Cost of property
Sir: Mr Reg Freeson (June 10) says that the cost of property is a central cause of inflation. Surely it is a result: too much money accruing frorn increased incomes boosted by easy credit chasing too few houses in a market held back for too long by a credit squeeze and now restricted by land shortage, labour troubles and lack of materials. The basic problem is stop-go economics, accentuated in this case by a change of government. The central fact is that there is an overwhelming demand for homeownership and house prices have gone up because many more people have the money to pursue their legitimate ambition. The only sound long-term solution for stabilising prices without choking off the highly desirable increased flow of investment into housing and building is to build more houses at reasonable prices in places where people want to live. This requires an ample supply of suitable land at reasonable prices, available not to land and property speculators but to genuine housebuilders.

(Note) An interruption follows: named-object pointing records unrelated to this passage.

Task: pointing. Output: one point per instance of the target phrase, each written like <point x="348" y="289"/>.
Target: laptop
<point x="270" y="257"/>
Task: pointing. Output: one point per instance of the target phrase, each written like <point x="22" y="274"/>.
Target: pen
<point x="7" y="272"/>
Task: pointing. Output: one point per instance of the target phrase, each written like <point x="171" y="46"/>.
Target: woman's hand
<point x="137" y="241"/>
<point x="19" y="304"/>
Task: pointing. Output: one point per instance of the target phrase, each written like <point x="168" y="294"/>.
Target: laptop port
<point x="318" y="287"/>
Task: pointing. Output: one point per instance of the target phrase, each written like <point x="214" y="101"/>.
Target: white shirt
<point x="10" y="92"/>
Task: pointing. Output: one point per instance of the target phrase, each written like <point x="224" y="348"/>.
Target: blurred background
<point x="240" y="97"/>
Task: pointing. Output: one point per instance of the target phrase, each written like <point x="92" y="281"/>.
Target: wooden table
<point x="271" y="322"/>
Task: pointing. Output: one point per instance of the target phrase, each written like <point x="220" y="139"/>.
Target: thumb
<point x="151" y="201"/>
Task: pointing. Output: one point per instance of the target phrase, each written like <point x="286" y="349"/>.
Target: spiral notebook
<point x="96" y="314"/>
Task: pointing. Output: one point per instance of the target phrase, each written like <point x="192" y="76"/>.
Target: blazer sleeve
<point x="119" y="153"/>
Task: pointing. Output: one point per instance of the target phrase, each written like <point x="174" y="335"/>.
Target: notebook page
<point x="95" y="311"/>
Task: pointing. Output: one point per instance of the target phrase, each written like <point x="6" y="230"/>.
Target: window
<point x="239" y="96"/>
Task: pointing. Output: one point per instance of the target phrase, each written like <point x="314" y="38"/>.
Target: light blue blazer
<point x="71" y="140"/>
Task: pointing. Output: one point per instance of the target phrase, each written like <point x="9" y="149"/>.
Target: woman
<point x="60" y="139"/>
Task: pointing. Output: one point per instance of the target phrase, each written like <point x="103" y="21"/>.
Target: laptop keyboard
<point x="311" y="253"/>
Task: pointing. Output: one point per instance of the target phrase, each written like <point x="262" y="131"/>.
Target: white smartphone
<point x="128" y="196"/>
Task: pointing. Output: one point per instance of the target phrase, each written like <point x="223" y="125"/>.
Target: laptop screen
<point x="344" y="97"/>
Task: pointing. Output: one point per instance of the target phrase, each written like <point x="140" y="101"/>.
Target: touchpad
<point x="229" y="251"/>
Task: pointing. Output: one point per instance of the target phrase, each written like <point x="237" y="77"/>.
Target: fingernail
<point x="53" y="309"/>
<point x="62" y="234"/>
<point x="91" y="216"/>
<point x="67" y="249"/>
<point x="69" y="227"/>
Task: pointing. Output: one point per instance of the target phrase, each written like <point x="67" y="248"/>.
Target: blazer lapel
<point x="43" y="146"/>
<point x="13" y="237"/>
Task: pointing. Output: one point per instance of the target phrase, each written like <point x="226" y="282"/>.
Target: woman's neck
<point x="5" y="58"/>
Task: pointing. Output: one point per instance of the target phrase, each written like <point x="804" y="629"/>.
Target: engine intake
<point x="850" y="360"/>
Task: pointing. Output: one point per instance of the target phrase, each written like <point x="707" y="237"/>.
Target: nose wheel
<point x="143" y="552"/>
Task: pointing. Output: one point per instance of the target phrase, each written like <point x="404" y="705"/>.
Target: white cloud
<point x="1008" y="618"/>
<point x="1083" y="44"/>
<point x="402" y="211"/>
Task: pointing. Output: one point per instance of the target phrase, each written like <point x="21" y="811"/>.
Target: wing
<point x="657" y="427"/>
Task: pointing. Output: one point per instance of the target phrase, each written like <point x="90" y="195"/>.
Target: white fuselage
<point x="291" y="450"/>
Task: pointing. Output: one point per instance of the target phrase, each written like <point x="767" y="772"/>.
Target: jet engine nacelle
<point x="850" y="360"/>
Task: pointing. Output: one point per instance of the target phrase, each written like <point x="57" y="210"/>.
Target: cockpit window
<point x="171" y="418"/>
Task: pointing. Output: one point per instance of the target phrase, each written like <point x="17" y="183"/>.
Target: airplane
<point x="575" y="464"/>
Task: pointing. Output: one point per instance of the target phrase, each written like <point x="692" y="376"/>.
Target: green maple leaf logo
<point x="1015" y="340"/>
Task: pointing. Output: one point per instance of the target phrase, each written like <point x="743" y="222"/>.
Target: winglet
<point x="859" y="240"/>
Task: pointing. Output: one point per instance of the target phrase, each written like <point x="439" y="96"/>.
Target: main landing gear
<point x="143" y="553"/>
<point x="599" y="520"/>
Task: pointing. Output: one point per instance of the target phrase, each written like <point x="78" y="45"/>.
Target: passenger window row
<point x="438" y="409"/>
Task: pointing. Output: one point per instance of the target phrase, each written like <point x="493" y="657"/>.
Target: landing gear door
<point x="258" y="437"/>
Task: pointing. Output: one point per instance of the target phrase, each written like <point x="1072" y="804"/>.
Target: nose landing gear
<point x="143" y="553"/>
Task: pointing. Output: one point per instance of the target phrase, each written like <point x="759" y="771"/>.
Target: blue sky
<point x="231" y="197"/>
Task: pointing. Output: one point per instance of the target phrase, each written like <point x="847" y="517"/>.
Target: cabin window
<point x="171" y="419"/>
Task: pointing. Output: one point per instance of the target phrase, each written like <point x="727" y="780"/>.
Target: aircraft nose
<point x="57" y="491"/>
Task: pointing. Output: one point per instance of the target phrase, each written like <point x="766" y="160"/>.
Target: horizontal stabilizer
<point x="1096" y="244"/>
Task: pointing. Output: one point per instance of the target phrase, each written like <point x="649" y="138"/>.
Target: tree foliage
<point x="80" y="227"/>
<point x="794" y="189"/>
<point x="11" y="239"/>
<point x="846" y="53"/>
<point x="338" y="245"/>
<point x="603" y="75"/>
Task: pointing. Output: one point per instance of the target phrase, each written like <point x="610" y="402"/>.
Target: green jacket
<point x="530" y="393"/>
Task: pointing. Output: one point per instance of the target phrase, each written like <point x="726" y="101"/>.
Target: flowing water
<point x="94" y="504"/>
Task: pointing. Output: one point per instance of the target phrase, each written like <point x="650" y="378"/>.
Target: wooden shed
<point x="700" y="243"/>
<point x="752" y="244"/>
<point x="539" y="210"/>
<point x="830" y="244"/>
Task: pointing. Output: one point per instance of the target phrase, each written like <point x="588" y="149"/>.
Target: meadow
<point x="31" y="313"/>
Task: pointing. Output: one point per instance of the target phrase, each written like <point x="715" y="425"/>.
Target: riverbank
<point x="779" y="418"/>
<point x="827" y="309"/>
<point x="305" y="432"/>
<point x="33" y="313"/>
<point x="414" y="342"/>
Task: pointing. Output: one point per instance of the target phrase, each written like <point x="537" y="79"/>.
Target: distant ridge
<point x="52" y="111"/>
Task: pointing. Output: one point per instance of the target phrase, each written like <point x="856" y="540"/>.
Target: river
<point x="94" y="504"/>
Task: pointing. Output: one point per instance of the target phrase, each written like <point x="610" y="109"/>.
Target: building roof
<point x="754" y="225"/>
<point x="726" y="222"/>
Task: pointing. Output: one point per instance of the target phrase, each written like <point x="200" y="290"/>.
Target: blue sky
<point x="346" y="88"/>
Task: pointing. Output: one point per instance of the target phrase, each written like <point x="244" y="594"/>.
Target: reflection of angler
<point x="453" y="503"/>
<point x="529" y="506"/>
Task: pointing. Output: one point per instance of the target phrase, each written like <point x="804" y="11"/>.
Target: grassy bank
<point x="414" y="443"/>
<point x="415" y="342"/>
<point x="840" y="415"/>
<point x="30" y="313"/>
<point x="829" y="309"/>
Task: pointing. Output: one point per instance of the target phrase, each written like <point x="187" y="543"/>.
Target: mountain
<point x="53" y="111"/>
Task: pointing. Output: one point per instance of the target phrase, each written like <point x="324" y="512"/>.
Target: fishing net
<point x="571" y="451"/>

In turn, this requires an end to the authoritarianism of local planning authorities and a tremendous drive for the provision of main services, especially sewerage, which in many places seem to have been inadequate even for the 'thirties. A swift increase in new housing would absorb a great deal of inflationary spending power in a worthwhile way as well as spreading property equity more evenly among the population, thus reducing the polarisation of wealth, the opportunities for unearned and undeserved capital gains and the obvious discrepancies in personal income and expenditure which inspire swingeing wage demands. Mr Freeson's plan for price control and public ownership of urban land would 'cost the earth' and build nothing except a labyrinthine bureaucracy on the shifting sands of even more tortuous housing legalisms. Prices are relative to supply and demand and will always find their own level, even if this involves an official price and a free market price. He has a point about British Rail and MoD prop erty holdings, It is indeed nonsense that public authorities should buy and sell land among themselves. Land surplus to their functional requirements should be made to work for the taxpayer, not against him, by being sold for private housing development.